To benefit from modern processor hardware, software applications must scale with the number of available processor cores. However, many software applications evolved over years and mainly consist of sequential components, i.e., they do not scale. Since software applications incorporate business knowledge, it is better to parallelize existing applications than to develop a new, parallel application that should replace the existing one.

Incomplete information during parallelization or human mistakes in a manual or semi-automatic parallelization process may alter the behavior of the parallelized program. Thus, it must be checked that the parallelized program is still functional correct. Program errors in parallel programs may show up rarely and only in particular executions. To detect such errors, program verification is well-suited. While verification often suffers from the problem of a missing, formal specification of the functional behavior, the original, sequential program is a well-suited specification for the parallelized program.

Part project L aims at verifying whether the sequential and parallelized program are functionally equivalent, i.e., they compute the same output when given the same output. The left box of the following figure describes this verification task. The following two boxes sketch the challenge of and the approach for functional equivalence checking and are explained in the following.

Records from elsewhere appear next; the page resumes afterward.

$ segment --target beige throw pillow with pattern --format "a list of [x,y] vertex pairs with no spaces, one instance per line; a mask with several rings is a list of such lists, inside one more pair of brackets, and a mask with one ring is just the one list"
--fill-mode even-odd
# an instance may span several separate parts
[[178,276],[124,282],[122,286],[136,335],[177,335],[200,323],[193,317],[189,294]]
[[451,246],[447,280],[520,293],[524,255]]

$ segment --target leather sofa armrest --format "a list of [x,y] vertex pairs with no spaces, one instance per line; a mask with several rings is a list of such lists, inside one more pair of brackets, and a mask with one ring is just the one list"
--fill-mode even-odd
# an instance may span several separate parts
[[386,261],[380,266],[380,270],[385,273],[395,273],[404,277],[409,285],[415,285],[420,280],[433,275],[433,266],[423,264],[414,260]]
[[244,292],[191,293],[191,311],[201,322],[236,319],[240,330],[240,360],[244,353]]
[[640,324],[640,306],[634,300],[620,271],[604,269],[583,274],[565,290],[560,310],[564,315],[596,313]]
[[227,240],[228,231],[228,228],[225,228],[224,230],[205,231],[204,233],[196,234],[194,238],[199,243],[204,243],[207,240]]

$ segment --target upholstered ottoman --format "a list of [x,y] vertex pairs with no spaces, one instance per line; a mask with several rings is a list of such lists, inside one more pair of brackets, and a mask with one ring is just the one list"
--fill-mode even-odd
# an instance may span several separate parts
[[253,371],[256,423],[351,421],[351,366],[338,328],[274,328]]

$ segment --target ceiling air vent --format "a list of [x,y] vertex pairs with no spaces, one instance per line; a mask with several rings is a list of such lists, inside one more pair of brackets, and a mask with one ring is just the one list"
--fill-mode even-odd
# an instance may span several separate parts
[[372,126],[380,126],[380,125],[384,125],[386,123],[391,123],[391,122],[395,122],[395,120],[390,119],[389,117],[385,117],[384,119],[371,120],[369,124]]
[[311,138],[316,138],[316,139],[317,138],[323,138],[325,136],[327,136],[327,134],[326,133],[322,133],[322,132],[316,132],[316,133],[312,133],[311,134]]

The main challenge for equivalence checking is that it must efficiently deal with the numerous amount of possible executions in the parallelized program, which are even increased when using weak memory models. To deal with this challenge, the equivalence check is divided into the following three checks, which furthermore allows one to only repeat the third check when the memory model changes.

  • Partial equivalence: assuming sequential consistency it should be checked whether the sequential and the parallelized program produce the same output when giving the same input and both terminate
  • Termination: assuming sequential consistency it should be proven that the parallel program always terminates, e.g., does not contain deadlocks
  • Sequential consistency guarantee:
    • via checking if the parallelized program behaves as if executed under sequential consistency
    • via enforcement of sequential consistency

Additionally, parallel patterns should be used to

  • further decompose the above checks,
  • check certain properties only once for a certain class of programs, or
  • choose the most suitable method for a particular subcheck.